I collect the patient and his wife and head to the airport. The patient remembers little about his collapse, but his wife recalls the whole episode. Getting ill is never much fun, but getting ill abroad in a confusing health system where people give you a bill for your treatment can be quite overwhelming. While there’s no language barrier here, I’ve repatriated patients from Turkey, Spain and Singapore, so it’s a bonus in the role to speak other languages – although most doctors I’ve met abroad speak at least a little English.
We arrive at the airport. I can see that the couple are exhausted by their experience and are ready for what they refer to as ‘a proper cup of tea’ and their own bed. At the airport, security take a great interest in the contents of the medical bag and they spend some time going through it. They want to confiscate my defibrillator and put it in the hold, so we have a lengthy debate, and they finally agree to let me take it into the cabin.

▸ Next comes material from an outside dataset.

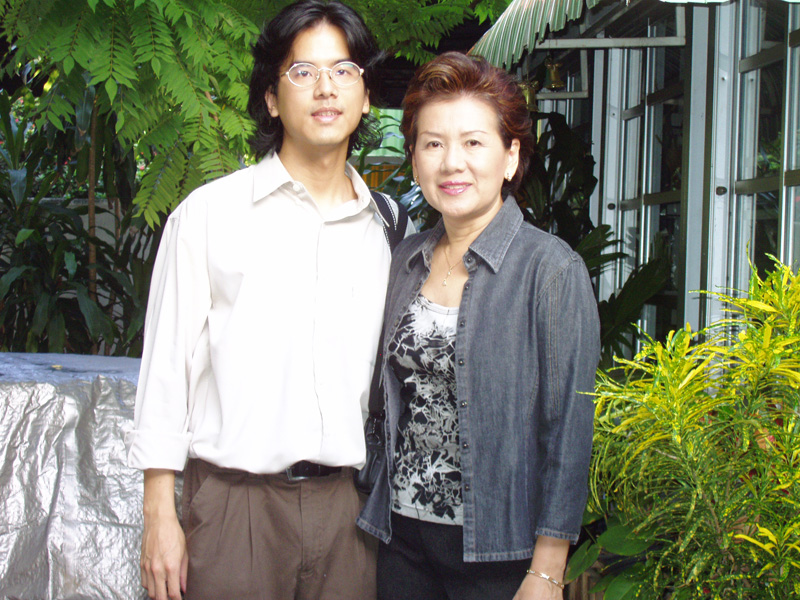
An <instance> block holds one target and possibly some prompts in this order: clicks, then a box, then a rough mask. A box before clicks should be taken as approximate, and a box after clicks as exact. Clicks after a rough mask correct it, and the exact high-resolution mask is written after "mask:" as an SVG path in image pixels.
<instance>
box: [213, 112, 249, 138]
mask: <svg viewBox="0 0 800 600" xmlns="http://www.w3.org/2000/svg"><path fill="white" fill-rule="evenodd" d="M219 124H220V127H221V128H222V131H223V132H224V133H225V135H226V136H228V138H229V139H231V140H235V139H237V138H238V139H240V140H243V141H245V140H247V139H248V138H249V137H250V136H251V135H252V134H253V130H254V128H255V126H254V124H253V121H252V120H251V119H250V118H249V117H248V116H246V115H245V114H243V113H241V112H240V111H238V110H234V109H233V108H230V107H227V106H223V107H222V110H221V111H220V114H219Z"/></svg>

After getting wheelchair assistance through the airport, we’re off. We have two long but uneventful flights back to London via Seattle. We chat, read, watch movies, eat aeroplane food and I check his vitals every hour.
From a medical perspective, doctor escorts on commercial flights rarely have to intervene, but we need to be ready to do so if the situation deteriorates. We deal with a lot of cardiac patients, so I’m prepared for arrhythmia, further symptoms of chest pain and shortness of breath during the flight. But this job requires more of my GP and travel agent skills than my emergency medicine training.
We land at Heathrow and there are smiles from the patient. We start the two-hour car journey to his home and I call the office to update them on our progress. Depending on the nature of the case, we will either escort patients to a hospital for ongoing care, or back home, having arranged for outpatient or GP follow-up. I finish writing up my notes during the journey so the patient has a summary to give to his GP.
We reach the patient’s home. I help him get settled and check that there are no more questions or concerns. I get hugs from him and his wife and then bundle myself back into the car to return to London. The jetlag hits me – it feels like the middle of the night but it’s midday here. I’ll be at the office at around 5am to drop off the kit bag, and back in my own bed at 6am.
I enjoy the way that this job gives you more of a chance to get to know a patient than you ever would during a 10-minute appointment. It’s a privilege to get a glimpse into someone’s life while helping them to get home for a decent cup of tea.